Buddhists, by contrast, don’t believe in an individual, independent soul that moves from body to body. Instead, they see the cycle of life as an endless continuum, in which we are all part of a universal and all-encompassing energy. While our energy moves from body to body and life to life without maintaining its individuality, the notion of rebirth is still relatively central to Buddhist philosophy; Buddha himself describes his many incarnations in his teachings, and Tibetan Buddhist monks believe that their deceased Lamas are often reborn as new individuals who will resume the role of their predecessors.

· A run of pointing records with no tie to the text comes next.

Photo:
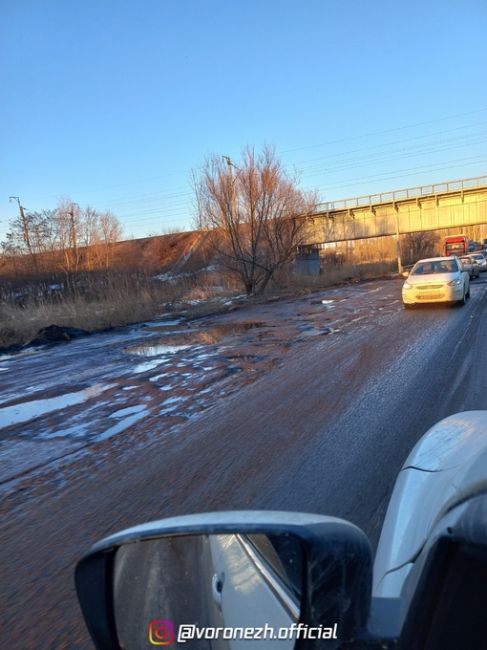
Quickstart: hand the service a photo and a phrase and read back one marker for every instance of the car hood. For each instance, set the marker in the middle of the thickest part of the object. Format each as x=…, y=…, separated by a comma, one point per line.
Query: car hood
x=447, y=465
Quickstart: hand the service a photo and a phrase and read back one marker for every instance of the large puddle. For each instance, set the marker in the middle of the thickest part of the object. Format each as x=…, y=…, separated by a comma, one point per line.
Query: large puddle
x=177, y=341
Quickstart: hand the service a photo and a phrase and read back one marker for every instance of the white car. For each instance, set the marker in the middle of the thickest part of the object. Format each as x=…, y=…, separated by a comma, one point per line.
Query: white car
x=480, y=259
x=437, y=279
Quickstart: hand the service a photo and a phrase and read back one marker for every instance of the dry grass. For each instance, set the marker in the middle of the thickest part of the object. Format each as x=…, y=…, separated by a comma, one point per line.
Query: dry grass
x=332, y=275
x=122, y=299
x=96, y=305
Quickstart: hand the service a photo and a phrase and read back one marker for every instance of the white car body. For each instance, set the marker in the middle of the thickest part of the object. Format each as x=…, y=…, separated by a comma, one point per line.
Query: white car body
x=433, y=284
x=446, y=467
x=480, y=259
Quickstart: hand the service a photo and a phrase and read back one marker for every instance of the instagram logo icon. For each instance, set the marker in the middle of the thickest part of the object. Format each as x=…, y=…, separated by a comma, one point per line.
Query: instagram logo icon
x=161, y=632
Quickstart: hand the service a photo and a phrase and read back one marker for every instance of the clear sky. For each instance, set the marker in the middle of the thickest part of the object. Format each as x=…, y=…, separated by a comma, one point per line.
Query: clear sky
x=113, y=103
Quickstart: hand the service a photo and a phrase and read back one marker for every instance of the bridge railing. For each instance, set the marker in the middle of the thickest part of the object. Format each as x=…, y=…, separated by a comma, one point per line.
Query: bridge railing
x=401, y=195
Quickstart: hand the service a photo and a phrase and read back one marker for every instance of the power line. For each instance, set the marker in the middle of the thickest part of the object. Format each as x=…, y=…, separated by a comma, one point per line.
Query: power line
x=373, y=133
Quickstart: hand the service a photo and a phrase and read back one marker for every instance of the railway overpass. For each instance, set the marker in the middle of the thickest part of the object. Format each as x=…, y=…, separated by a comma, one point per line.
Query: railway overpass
x=367, y=228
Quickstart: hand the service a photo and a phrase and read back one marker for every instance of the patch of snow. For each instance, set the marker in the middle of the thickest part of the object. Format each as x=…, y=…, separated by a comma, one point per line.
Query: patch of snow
x=157, y=377
x=129, y=410
x=156, y=350
x=33, y=409
x=122, y=425
x=147, y=365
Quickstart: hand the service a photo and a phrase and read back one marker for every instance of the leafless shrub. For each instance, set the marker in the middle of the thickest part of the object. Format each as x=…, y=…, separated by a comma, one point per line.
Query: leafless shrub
x=254, y=215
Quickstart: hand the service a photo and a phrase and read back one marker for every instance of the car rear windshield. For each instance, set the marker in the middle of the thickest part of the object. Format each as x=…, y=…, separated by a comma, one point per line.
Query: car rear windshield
x=440, y=266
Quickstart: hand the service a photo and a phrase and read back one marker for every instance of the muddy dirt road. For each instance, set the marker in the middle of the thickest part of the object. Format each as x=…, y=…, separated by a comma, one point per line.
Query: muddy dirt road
x=309, y=404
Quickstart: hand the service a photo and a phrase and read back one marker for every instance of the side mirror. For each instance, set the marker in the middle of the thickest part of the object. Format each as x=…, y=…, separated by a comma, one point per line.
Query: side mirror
x=221, y=579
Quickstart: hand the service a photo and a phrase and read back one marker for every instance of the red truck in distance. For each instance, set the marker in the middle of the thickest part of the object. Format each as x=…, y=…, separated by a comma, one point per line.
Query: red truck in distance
x=457, y=245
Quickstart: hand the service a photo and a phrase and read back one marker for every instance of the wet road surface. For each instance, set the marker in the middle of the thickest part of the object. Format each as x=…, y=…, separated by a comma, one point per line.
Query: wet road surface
x=322, y=423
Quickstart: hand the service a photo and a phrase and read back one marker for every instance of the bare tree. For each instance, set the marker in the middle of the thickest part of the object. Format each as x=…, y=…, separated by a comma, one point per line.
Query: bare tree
x=110, y=232
x=255, y=215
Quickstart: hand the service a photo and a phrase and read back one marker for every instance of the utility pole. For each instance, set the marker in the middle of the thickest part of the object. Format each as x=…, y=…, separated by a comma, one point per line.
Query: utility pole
x=24, y=223
x=232, y=187
x=398, y=241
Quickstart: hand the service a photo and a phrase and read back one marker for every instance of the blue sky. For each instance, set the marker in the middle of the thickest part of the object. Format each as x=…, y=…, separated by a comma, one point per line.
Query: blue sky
x=113, y=103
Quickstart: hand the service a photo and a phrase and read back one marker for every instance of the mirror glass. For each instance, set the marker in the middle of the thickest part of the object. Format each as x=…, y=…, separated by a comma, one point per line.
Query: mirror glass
x=209, y=591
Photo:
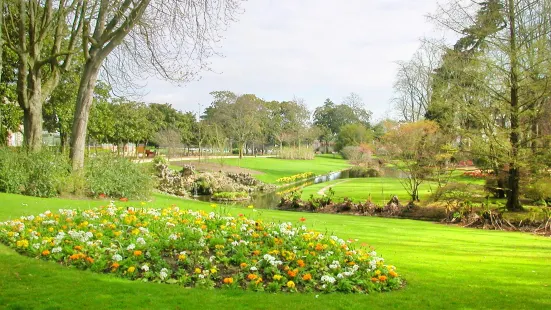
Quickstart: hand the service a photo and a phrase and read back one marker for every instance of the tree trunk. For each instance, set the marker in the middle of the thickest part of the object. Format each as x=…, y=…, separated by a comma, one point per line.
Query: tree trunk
x=513, y=202
x=82, y=112
x=32, y=121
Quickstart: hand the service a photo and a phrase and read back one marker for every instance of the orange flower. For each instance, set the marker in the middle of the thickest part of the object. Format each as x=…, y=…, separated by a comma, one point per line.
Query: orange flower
x=292, y=273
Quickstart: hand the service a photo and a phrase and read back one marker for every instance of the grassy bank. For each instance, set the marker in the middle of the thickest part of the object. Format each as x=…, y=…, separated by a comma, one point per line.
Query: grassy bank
x=446, y=267
x=380, y=190
x=274, y=168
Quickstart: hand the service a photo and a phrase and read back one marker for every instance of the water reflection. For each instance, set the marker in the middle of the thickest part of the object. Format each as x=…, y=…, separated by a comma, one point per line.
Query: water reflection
x=270, y=200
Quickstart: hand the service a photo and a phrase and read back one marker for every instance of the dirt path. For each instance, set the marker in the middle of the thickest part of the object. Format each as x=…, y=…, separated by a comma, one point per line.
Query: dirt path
x=321, y=192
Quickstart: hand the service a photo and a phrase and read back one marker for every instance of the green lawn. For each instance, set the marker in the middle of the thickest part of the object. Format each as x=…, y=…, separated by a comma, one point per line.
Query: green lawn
x=360, y=189
x=445, y=267
x=275, y=168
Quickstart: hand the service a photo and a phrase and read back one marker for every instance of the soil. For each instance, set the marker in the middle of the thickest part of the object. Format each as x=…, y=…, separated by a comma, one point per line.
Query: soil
x=210, y=166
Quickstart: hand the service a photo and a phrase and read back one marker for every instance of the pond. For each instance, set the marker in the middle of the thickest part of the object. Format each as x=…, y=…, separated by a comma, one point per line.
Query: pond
x=270, y=200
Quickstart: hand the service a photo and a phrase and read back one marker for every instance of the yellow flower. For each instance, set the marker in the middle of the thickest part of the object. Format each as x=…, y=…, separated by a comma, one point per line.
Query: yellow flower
x=22, y=243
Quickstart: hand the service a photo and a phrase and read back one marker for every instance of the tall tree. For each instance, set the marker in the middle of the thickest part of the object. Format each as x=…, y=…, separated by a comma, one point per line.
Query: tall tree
x=169, y=38
x=506, y=46
x=44, y=35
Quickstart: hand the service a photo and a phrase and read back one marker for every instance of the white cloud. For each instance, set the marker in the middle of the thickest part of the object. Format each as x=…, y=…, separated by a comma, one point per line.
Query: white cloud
x=310, y=49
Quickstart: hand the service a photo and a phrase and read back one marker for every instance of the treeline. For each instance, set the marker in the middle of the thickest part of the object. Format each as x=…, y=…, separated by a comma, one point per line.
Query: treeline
x=490, y=91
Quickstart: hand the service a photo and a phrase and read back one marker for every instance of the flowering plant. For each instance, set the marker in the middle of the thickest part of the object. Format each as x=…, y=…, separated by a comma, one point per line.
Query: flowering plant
x=200, y=249
x=296, y=177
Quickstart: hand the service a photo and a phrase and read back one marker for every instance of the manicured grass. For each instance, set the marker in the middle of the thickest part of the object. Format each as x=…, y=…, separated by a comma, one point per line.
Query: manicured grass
x=275, y=168
x=445, y=267
x=380, y=190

There are fringe sects of all major religions, as well as a wide berth of smaller religious groups that refer to reincarnation in some fashion. Plato and Pythagoras spoke of reincarnation in Greek history, Norse mythology mentions it, Ashkenazi and Orthodox Jews have written of it, Native American Inuits accept it as a central tenet of their spirituality, Gnostic and new age Christians believe it was taught in the early days of their faith, and various sufi Muslims interpret certain portions of the Koran as proof of the existence of past lives. Beyond these historic and/or wide-reaching ideologies, there is a host of smaller religious groups that base their convictions on some sort of reincarnation, from Scientologists to Anthroposophists to Theosophists.
Despite such wide-range and historic interest in reincarnation by all sorts of world religions, the western world’s large-scale curiosity in reincarnation is a fairly recent phenomenon. This is due in part to the apparent incompatibility between reincarnation and the dominant religion of the western world, Christianity: most Christians believe in the resurrection of the body of Jesus Christ and the ascent into heaven of all those who accept Christ as the son of god, and the notion of reincarnation might undermine or contradict these beliefs if they are interpreted strictly. Nonetheless, mass media has made significant steps in introducing the idea to western thought, as dozens of major motion pictures and popular books have been made about the subject, and reincarnation has been a major topic of discussion on radio and television talk shows, internet blogs, and the like. In the last fifty years some noteworthy scientific research has been done in an attempt to validate reincarnation, most prominently by Professor Ian Stevenson and Dr. Jim Tucker of the University of Virginia, who, over the course of their respective careers, recorded interviews with thousands of young children who recounted past lives and beginning in 1960 published numerous articles, studies, and books on their findings. There is much skepticism over this body of research in the scientific community, but notable scientists and researchers have at least allowed for the possibility of the existence of the phenomenon. Carl Sagan may have most famously summarized that reincarnation stands with certain ESP (extrasensory perception) phenomena as one of several “examples of contentions that might be true."